3. Understand your viewers.
Once you’ve created your video and launched it, you’ll want to know how people interact with it. Understanding our viewers comes down to data. Both Facebook and YouTube give tons of information that details how videos are performing. And views aren’t the most important measurement of audience engagement. Consider these, as well:
Watch time. This is actual time spent watching videos. Would you rather have a million 1-second views or 100,000 3-minute views? You want to optimize for watch time because it means people are investing in your content.
Video retention. Abel shared graphs for two of his company’s videos that showed how much of his audience retained or stayed with the video, when it leveled off and when he started to lose viewers. Paying attention to these trajectories can help you produce videos that users want to spend time with.
Comments. People are giving you candid feedback, so have a thick skin.
4. Sustain your audience.
Now that you know what videos do and don’t work, how do you sustain your audience?
• Drive a reason to come back. You need to be explicit in telling the online audience that you’re a brand, and you create at a certain cadence.
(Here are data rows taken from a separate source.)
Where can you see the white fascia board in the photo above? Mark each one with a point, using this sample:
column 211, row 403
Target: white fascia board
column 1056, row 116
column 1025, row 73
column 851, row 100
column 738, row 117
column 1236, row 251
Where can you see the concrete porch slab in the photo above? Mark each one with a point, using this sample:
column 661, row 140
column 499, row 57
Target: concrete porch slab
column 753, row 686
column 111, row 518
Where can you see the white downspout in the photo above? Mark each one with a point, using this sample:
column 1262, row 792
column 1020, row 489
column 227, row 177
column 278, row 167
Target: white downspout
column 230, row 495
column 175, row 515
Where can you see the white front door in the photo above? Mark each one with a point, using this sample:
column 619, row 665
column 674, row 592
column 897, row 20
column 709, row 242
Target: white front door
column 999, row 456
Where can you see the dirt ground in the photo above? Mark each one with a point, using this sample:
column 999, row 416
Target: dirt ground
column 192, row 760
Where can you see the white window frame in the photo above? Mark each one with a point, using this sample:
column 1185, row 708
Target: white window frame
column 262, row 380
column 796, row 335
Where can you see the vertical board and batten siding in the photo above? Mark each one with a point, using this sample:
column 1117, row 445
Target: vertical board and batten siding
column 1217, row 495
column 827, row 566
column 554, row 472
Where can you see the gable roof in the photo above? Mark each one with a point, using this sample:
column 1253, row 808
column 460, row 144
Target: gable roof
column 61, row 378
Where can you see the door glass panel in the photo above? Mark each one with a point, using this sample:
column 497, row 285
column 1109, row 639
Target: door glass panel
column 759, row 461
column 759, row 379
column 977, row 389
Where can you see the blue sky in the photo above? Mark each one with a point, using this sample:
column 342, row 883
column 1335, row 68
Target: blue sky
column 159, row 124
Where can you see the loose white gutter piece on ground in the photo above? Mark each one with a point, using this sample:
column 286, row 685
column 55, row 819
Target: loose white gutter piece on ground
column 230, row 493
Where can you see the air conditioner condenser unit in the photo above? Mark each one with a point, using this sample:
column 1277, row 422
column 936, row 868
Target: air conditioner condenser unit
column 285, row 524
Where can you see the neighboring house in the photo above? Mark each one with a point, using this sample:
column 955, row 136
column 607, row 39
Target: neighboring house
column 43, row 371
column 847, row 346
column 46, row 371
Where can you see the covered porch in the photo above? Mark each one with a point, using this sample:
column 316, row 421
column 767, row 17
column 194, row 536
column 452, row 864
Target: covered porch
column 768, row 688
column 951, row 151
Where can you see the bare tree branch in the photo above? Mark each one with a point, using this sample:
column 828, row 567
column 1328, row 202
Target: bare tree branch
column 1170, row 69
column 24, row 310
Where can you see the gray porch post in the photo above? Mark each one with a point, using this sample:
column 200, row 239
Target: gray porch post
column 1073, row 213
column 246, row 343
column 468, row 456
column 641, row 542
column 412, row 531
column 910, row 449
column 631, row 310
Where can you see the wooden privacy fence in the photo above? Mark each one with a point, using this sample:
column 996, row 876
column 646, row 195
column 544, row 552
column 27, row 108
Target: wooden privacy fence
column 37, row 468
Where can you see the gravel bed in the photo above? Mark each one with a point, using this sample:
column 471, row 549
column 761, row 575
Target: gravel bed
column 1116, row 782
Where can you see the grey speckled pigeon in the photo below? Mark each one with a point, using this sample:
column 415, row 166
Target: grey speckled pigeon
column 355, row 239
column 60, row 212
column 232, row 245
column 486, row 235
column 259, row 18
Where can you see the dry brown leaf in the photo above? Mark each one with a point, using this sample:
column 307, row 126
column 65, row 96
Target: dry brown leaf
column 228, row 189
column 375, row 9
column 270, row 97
At the end of a video, you can ask your audience to check back next week or monthly for the following episode of a video series. Upload your videos with a certain level of consistency. Otherwise, you’re going to have to rediscover your audience over and over again.
• Create content you can repeat. Release new videos based on what’s been successful. Make sure you’re consistent with your brand messages, or you won’t be optimizing for the best experience.
• Establish a reliable perspective. Evergreen content does well on Facebook and YouTube. There needs to be a balance.
• Stay relevant and timeless. If you do a season (like a TV show) and go dark for six months, you’ll have to start over again with the algorithm.
• Keep the engine warm. It’s better to upload at least once a month, if not more often, to feed the algorithm.
5. Interact and collaborate.
Last, you’ll want to grow and have fun with your audience. There are a lot of tips and tricks for engaging your audience.
• Break the fourth wall. Looking directly at the camera tells the audience, “I know you’re out there.” It’s a way to remind viewers that you’re engaging directly with them.
• Promote your personalities. Use video personalities to embody your brand.
• Engage your viewers with CTAs. Online videos are a two-way street. Are you asking viewers questions in the video? When they comment, are you commenting back? Create as many two-way conversations as you can.
• Collaborate with other creators. People online are open to collaborating. It’s not as competitive.
• Put your audience front and center. Listen to them. Your audience knows what it likes and wants. If you see comments and likes, pay attention. They’re very clear indicators of success versus non-success.